Was die Lockerung des Versetzungsschutzes im öffentlichen Dienst anlangt, sagte Heinisch-Hosek, dass der Bund auf das Prinzip Freiwilligkeit setze. "Mit Zwang ist gar nichts zu erreichen. Auf- und Umsteigen im Bundesdienst ist schon heute eine Normalität. Dabei setzten wir auf gute Beratung, Motivation sowie entsprechende Aus- und Weiterbildungsmaßnahmen". Die bestehende Jobbörse werde laufend weiterentwickelt, Jobrotationen würden regelmäßig stattfinden und eine moderne nachhaltige Personalentwicklung habe oberste Priorität, sagte die Beamtenministerin abschließend.

 

Haimbuchner: "Mehr Flexibilität vom Beamtensystem einfordern!"
FPÖ unterstützt Aussagen des Rechnungshofpräsidenten
Wien (fpd) - "Von Beamten muss in Zukunft vermehrt Flexibilität eingefordert werden. Dort wo der Staat das Personal benötigt, werden die Staatsdiener ihren Fähigkeiten entsprechend eingesetzt werden müssen. Die FPÖ unterstützt die dahingehenden Aussagen des Rechnungshofpräsidenten Dr. Moser voll und ganz", erklärte FPÖ-Rechnungshofsprecher NAbg. Dr. Manfred Haimbuchner.

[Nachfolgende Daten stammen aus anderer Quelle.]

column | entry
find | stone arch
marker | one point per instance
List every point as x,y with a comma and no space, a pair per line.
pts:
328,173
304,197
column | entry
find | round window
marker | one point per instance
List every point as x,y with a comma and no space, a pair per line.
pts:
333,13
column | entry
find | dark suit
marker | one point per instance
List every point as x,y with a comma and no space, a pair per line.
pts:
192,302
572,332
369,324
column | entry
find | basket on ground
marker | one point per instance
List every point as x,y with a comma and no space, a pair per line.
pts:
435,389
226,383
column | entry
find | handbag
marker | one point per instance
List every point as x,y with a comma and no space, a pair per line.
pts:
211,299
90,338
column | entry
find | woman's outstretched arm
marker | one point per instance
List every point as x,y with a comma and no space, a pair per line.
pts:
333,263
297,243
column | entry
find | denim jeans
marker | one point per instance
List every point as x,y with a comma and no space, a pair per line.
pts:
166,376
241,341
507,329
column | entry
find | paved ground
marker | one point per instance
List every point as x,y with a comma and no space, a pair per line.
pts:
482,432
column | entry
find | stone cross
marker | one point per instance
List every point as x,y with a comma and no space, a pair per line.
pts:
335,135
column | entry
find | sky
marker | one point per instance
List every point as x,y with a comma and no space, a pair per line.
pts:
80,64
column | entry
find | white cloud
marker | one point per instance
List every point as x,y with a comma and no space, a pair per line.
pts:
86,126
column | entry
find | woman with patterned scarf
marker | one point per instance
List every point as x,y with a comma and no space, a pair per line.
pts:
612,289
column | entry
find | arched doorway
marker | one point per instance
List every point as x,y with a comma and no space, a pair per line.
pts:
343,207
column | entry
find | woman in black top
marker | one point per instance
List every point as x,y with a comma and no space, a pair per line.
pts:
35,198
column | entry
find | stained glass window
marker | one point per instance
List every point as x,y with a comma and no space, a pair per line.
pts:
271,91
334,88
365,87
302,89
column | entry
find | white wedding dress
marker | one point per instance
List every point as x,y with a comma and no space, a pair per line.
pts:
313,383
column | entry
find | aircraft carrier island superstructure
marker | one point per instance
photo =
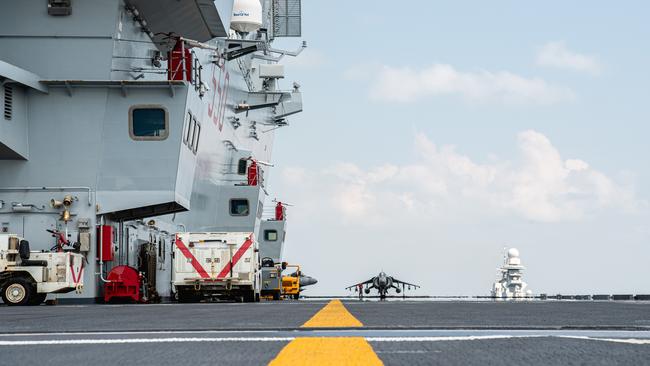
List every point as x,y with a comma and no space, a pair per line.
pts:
126,122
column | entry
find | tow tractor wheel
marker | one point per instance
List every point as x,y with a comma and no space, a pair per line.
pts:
17,291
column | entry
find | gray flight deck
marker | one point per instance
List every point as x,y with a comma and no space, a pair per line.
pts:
400,332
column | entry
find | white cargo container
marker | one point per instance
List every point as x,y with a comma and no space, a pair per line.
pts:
27,277
223,265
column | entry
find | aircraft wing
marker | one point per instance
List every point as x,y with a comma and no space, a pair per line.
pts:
395,280
360,283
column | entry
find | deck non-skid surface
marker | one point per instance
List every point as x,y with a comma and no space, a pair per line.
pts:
393,333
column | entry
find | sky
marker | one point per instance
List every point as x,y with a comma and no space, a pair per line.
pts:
434,134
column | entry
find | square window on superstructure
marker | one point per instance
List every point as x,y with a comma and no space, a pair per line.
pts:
242,166
270,235
239,207
148,123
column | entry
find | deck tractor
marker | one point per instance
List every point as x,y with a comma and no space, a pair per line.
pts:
27,277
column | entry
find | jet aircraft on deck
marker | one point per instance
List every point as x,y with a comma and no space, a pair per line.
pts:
382,283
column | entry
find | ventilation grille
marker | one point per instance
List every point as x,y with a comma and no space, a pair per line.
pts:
8,101
286,18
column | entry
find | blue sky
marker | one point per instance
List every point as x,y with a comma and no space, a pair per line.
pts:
448,130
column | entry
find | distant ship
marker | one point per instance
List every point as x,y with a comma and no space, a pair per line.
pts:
510,285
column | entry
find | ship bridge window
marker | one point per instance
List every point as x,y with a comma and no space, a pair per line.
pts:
270,235
242,166
148,123
239,207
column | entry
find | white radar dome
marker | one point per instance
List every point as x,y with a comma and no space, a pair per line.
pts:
513,253
246,16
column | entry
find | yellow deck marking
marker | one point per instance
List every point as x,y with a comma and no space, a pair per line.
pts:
328,350
334,314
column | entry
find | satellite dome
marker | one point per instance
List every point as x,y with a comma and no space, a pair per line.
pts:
513,253
246,16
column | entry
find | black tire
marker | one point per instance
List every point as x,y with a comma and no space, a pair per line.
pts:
249,296
17,291
37,299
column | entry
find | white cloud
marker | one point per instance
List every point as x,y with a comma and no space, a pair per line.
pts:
556,54
540,186
405,84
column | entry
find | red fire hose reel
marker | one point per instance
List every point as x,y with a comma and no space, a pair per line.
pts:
124,284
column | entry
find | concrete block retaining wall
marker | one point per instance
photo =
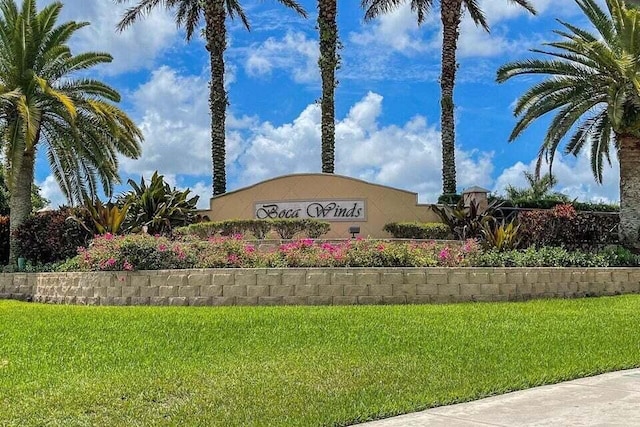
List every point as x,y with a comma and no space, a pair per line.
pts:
317,286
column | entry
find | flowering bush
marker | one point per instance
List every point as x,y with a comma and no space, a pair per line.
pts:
52,236
139,252
144,252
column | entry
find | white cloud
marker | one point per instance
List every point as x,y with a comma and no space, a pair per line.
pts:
398,30
175,120
135,48
406,156
294,53
574,178
49,189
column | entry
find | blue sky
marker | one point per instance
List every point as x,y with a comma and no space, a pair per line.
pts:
387,101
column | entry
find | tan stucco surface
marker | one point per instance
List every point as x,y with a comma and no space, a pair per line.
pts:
384,204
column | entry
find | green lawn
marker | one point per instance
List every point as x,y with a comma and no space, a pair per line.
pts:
68,365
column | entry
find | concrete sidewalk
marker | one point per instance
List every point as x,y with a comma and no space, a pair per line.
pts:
605,400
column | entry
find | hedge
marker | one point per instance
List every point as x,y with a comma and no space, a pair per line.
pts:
417,230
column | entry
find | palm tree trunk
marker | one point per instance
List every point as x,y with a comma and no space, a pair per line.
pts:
629,156
328,62
450,14
20,201
216,35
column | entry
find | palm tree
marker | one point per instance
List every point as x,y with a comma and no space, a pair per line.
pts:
594,88
188,15
539,189
328,62
43,107
451,15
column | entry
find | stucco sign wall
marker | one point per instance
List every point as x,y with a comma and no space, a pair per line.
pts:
327,210
340,200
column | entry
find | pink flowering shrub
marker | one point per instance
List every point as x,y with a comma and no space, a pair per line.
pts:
134,252
143,252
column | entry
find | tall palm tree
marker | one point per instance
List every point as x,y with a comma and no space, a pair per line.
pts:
215,12
42,106
451,15
593,86
328,62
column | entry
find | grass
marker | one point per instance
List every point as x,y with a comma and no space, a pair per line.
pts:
306,366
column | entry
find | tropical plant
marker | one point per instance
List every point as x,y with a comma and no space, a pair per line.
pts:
188,14
105,217
594,88
4,240
501,235
37,200
157,206
466,222
451,15
328,62
42,103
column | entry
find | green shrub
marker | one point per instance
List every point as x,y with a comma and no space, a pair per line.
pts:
539,257
466,222
203,230
619,256
51,236
234,227
158,207
418,230
103,217
563,226
259,228
4,240
501,235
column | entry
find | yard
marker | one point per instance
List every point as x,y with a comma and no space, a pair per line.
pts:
76,365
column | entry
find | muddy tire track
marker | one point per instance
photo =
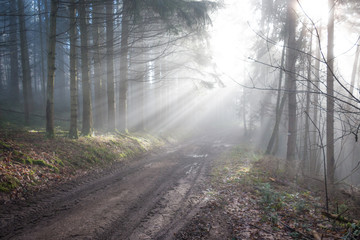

"Beispielsweise wären zahlreiche Justizwachebeamte und Bundesheersoldaten bereit, zum Polizeidienst zu wechseln. Die Umschulung dieser Beamten würde nicht so lange dauern, wie die gänzliche Ausbildung neuer Polizisten. Trotz dieses Umstands war das System aufgrund der mangelnden Effizienz bis jetzt nicht in der Lage, diese Umschulungen zu organisieren", so Haimbuchner weiter.

"Angesichts der Wirtschaftskrise und der drohenden Rekordverschuldung des Staates müssten eigentlich Überlegungen dahingehend gemacht werden, gewisse Hemmnisse, wie zum Beispiel den Versetzungsschutz der Beamten, aufzuheben. Das wird besonders dann notwendig, wenn angesichts der Krise der Staat oft gleich flexibel und rasch reagieren muss, wie ein Unternehmen der Privatwirtschaft. Der Steuerzahler hat ein Recht auf eine effiziente und sparsame Verwaltung, sowie mehr Flexibilität in der öffentlichen Verwaltung", schloss Haimbuchner.